Why the Yankees beat the Angels

Buster Olney wrote an excellent book pinpointing Game Seven of the 2001 World Series as the “Last Night of the Yankees Dynasty,” but the decline of the team may more accurately have had its origins a year later in the 2002 ALDS. The Yankees were the best team in baseball again, they had the best lineup, the best closer, and one of the best rotations. They were going to steamroll past the Angels, back to the World Series, back winning championships.

But the Angels exposed the Yankees as an old, slow, defensively terrible team without much bullpen depth, and in the years that followed the Yankees ceased to be “the” top team in the league to “a” top team, to just another good team, to just another also-ran. 2009 was the first time since that series where the Yankees could be pointed to as clearly the best team in baseball, so it was appropriate that the Angels stood in the way of their first pennant in six years.

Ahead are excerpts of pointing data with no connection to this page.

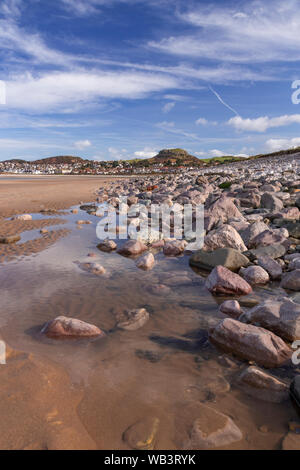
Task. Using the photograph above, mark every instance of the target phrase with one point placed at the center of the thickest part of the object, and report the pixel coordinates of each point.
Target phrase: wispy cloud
(274, 145)
(250, 32)
(262, 124)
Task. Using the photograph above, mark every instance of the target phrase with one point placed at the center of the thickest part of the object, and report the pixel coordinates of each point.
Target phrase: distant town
(166, 161)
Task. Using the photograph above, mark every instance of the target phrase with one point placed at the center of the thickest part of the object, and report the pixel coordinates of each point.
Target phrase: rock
(93, 268)
(142, 435)
(70, 327)
(273, 251)
(132, 320)
(146, 262)
(231, 308)
(132, 247)
(174, 248)
(227, 257)
(220, 211)
(83, 222)
(291, 280)
(22, 217)
(255, 275)
(291, 442)
(281, 317)
(223, 281)
(212, 430)
(159, 289)
(267, 238)
(252, 231)
(295, 390)
(10, 239)
(107, 245)
(259, 384)
(271, 202)
(271, 266)
(224, 237)
(251, 343)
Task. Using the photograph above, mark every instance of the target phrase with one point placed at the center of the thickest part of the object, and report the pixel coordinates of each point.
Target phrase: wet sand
(19, 194)
(88, 394)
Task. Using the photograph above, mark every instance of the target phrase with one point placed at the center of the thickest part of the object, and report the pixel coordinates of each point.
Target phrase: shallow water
(163, 370)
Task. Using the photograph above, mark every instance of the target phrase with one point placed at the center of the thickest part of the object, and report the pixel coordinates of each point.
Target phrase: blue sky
(111, 79)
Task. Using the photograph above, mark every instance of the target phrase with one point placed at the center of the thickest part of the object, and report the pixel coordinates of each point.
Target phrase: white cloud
(61, 90)
(263, 123)
(168, 107)
(148, 152)
(202, 122)
(82, 144)
(274, 145)
(257, 32)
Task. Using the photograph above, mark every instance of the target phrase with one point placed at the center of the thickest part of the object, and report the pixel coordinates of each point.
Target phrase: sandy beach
(19, 194)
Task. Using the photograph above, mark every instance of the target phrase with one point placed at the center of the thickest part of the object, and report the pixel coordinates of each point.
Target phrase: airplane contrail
(222, 101)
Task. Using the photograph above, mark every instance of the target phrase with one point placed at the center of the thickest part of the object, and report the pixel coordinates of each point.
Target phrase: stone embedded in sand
(252, 231)
(107, 245)
(142, 435)
(22, 217)
(274, 251)
(271, 266)
(291, 280)
(295, 390)
(281, 317)
(159, 289)
(83, 222)
(251, 343)
(212, 430)
(224, 237)
(259, 384)
(70, 327)
(10, 239)
(220, 211)
(132, 247)
(223, 281)
(146, 262)
(93, 268)
(227, 257)
(132, 320)
(271, 202)
(266, 238)
(174, 248)
(231, 308)
(291, 441)
(255, 275)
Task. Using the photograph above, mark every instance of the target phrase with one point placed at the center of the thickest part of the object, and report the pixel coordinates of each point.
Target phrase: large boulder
(271, 202)
(231, 308)
(227, 257)
(271, 266)
(291, 280)
(252, 231)
(223, 281)
(266, 238)
(251, 343)
(146, 262)
(259, 384)
(224, 237)
(281, 317)
(220, 211)
(132, 248)
(255, 275)
(70, 327)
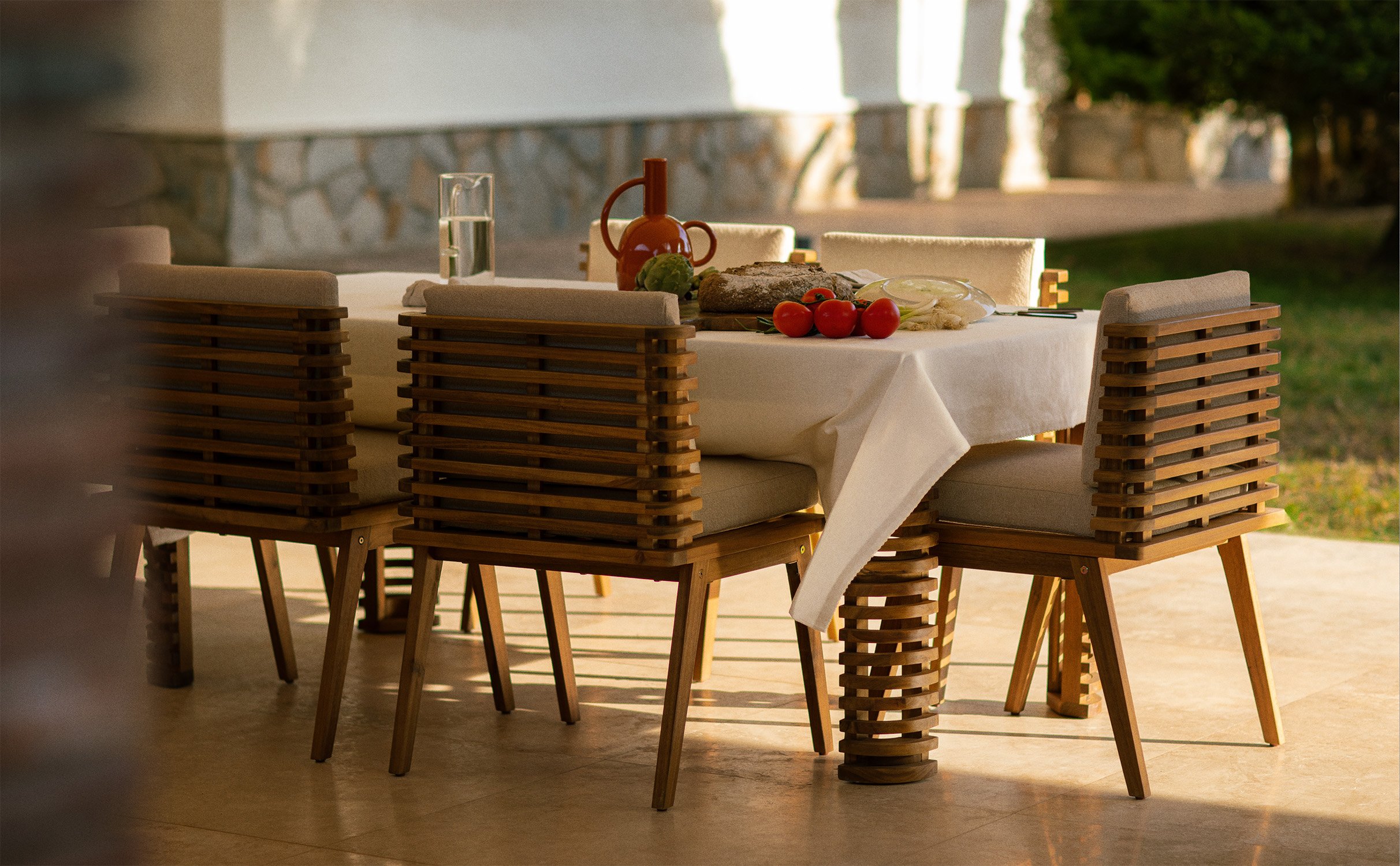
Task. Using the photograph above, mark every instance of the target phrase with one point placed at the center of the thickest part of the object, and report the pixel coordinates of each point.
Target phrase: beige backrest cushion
(128, 244)
(1008, 269)
(740, 244)
(1146, 303)
(555, 304)
(232, 285)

It was, in the end, a closely fought series, though not necessarily a well-played one. The Angels battled the Yankees in every game, and had just a few plays turned differently, the series would have had a different outcome. The Yankees walked away with their 40th pennant, and these are the reasons why.

Greed

No, I don’t mean the Yankees’ greed for top free agents—that hadn’t won them much of anything in previous years, anyway. No, this is the greed of MLB in trying to secure as many prime-time games as possible by adding an extra day off to the League Championship Series, allowing the Yankees to use only three starting pitchers, negating the Yankees’ biggest weakness and one of the Angels’ biggest advantages.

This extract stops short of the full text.